Researchers and medical professionals have expressed concern about the implications of the short organ transplant wait times offered by Chinese hospitals. Specifically, they say these wait times are indicative of a pool of living donors whose organs can be removed on demand.[26] This is because organs must be transplanted immediately after death, or must be taken from a living donor (kidneys must be transplanted within 24–48 hours; livers within 12 hours, and hearts within 8 hours).[76]
 
Kirk C. Allison, Associate Director of the Program in Human Rights and Medicine at the University of Minnesota, wrote that the "short time frame of an on-demand system [as in China] requires a large pool of donors pre-typed for blood group and HLA matching," which is consistent with reports of Falun Gong prisoners having blood and tissue tested in custody. He wrote that China's short organ wait times could not be assured on a “random death” basis, and that physicians he queried about the matter indicated that they were selecting live prisoners to ensure quality and compatibility.[76] Dr. Jacob Lavee, Director of the Heart Transplant Unit at the Sheba Medical Center in Israel, recounts one of his patients traveling to China for a heart transplant. The patient waited two weeks for a heart, and the surgery was scheduled in advance—meaning the organ could not have been procured on the basis of a random death.[77] Franz Immer, chairman of the Swiss National Foundation for organ donation and transplantation, reports that during a visit to Beijing in 2007, he was invited by his Chinese hosts to observe a heart transplantation operation: “The organizer asked us whether we would like to have the transplantation operation in the morning or in the afternoon.
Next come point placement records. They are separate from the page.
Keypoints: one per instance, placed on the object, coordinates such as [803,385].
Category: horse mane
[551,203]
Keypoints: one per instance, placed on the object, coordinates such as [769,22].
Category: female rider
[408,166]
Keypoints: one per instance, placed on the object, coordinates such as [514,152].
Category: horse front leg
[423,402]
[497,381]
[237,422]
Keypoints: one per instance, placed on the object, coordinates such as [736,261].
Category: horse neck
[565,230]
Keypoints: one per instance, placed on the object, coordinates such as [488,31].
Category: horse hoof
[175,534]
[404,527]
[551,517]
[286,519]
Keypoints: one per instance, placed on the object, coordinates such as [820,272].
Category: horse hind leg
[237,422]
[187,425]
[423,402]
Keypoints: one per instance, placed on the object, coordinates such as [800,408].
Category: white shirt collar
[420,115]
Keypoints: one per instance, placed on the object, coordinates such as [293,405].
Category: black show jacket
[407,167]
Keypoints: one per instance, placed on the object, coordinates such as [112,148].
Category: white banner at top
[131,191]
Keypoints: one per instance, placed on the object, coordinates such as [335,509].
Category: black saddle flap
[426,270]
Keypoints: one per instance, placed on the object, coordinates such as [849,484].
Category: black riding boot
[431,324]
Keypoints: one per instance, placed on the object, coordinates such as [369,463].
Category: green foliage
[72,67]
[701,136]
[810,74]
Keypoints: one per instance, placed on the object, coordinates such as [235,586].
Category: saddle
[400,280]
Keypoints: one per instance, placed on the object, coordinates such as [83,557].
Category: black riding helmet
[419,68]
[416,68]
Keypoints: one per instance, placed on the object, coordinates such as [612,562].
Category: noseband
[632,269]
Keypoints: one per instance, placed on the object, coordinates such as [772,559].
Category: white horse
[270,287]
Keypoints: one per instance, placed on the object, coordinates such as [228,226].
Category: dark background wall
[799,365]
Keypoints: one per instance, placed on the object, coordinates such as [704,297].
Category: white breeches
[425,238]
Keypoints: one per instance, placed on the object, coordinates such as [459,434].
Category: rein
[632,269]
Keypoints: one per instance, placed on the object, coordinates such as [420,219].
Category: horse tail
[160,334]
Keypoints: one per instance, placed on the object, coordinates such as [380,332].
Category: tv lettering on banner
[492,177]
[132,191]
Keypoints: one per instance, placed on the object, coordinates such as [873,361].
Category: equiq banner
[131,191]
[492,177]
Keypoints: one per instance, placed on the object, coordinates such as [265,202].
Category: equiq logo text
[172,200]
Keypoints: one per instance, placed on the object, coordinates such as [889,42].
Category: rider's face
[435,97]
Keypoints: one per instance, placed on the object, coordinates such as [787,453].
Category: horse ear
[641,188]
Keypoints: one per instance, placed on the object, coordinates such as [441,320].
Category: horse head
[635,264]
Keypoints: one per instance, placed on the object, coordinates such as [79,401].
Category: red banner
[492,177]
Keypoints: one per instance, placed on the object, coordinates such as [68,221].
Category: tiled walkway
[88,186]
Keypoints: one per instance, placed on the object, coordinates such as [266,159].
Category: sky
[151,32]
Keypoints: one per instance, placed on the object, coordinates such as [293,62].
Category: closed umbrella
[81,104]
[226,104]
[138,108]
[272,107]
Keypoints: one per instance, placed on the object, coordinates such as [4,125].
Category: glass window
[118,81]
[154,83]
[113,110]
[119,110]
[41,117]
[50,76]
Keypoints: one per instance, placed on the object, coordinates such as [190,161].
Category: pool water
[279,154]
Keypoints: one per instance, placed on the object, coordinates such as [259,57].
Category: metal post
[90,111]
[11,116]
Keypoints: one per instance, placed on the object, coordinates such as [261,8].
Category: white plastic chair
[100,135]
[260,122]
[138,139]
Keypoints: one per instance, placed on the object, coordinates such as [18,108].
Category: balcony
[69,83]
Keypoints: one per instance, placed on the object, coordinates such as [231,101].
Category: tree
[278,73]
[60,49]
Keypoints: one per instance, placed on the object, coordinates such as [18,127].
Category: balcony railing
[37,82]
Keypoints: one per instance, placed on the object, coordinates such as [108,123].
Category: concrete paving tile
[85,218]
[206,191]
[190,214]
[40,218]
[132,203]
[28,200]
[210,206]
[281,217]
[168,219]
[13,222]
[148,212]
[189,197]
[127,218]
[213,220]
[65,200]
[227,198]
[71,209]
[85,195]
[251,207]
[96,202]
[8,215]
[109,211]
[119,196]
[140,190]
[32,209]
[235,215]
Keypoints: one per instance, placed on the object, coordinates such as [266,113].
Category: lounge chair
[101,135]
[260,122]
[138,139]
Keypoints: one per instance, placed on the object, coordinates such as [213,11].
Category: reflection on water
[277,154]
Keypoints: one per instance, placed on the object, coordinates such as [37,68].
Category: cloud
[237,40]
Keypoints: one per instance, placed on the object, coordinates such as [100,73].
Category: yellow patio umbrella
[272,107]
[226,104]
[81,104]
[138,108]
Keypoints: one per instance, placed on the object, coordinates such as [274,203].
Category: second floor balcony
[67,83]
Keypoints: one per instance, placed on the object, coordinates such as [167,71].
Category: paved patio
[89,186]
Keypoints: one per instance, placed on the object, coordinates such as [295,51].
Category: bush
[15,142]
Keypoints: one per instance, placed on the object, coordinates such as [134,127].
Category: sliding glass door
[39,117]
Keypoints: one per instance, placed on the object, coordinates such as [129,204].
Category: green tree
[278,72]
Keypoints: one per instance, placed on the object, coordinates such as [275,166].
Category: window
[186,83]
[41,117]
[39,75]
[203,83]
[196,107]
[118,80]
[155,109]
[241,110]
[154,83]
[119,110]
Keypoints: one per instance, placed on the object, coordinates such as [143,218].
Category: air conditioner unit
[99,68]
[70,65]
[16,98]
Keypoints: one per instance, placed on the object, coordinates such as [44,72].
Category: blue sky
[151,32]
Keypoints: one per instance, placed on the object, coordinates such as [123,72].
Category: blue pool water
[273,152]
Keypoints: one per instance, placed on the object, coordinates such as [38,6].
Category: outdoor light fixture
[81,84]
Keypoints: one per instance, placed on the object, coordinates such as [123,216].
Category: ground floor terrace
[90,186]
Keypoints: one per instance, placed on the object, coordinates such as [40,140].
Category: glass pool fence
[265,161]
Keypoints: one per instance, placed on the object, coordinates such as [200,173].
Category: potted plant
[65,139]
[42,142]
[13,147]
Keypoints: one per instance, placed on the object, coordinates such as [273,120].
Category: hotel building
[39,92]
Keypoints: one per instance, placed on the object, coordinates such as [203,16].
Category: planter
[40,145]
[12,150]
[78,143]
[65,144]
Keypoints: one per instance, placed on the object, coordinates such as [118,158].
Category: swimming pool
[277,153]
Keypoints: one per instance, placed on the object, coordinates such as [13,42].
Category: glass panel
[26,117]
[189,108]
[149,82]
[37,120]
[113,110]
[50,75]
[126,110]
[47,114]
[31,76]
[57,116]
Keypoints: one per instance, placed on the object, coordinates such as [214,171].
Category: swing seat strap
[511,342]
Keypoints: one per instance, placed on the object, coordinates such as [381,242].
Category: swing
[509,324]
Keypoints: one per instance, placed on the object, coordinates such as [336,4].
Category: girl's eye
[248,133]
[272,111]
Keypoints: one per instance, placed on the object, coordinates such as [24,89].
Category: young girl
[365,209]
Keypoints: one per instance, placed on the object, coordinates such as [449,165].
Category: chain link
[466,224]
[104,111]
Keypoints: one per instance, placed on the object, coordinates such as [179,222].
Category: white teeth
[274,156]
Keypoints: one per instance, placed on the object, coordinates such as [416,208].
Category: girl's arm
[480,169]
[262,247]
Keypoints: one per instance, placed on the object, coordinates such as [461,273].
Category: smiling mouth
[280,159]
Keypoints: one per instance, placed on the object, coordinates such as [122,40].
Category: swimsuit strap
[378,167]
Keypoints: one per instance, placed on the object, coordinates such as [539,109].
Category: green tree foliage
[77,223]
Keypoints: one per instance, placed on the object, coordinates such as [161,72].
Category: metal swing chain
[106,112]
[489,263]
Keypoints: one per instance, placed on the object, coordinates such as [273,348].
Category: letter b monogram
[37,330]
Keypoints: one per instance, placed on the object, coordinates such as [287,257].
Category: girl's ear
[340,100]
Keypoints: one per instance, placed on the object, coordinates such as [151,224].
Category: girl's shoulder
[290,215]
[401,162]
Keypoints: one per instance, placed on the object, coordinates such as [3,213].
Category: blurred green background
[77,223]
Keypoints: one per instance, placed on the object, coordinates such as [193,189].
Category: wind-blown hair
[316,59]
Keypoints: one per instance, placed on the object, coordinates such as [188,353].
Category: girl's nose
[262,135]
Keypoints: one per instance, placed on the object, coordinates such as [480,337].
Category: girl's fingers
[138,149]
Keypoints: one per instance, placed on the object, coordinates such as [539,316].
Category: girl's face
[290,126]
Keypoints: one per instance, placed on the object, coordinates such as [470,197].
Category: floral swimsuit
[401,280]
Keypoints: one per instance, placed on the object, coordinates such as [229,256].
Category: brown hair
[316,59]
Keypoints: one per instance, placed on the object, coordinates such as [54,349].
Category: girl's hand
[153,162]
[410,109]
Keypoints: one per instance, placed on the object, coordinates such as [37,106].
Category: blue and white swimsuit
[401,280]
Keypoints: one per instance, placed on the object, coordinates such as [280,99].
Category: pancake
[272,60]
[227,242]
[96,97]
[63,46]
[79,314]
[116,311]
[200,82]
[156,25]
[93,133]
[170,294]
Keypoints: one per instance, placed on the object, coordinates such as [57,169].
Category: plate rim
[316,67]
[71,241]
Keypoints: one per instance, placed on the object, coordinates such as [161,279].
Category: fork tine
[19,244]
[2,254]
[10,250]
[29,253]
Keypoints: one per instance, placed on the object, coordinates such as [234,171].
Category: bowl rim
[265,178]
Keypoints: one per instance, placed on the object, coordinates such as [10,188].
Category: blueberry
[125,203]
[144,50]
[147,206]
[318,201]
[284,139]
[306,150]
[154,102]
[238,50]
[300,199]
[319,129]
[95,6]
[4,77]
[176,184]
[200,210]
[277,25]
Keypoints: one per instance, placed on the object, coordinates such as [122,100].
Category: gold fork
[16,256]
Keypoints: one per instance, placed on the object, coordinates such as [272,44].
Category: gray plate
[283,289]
This means that the donor would die, or be killed, at a given time, at the convenience of the visitors. I refused to participate.”[2]
 
Editors of the Journal of Clinical Investigation write that “The only way to guarantee transplant of a liver or heart during the relatively short time period that a transplant tourist is in China is to quickly obtain the requisite medical information from prospective recipients, find matches among them, and then execute a person who is a suitable match.”[26] Noto similarly says that China's organ transplant wait times and the ability to schedule transplants in advance can only be achieved by having a large supply of “living donors that are available on demand.” Death row inmates alone are not numerous enough to meet this demand.[67]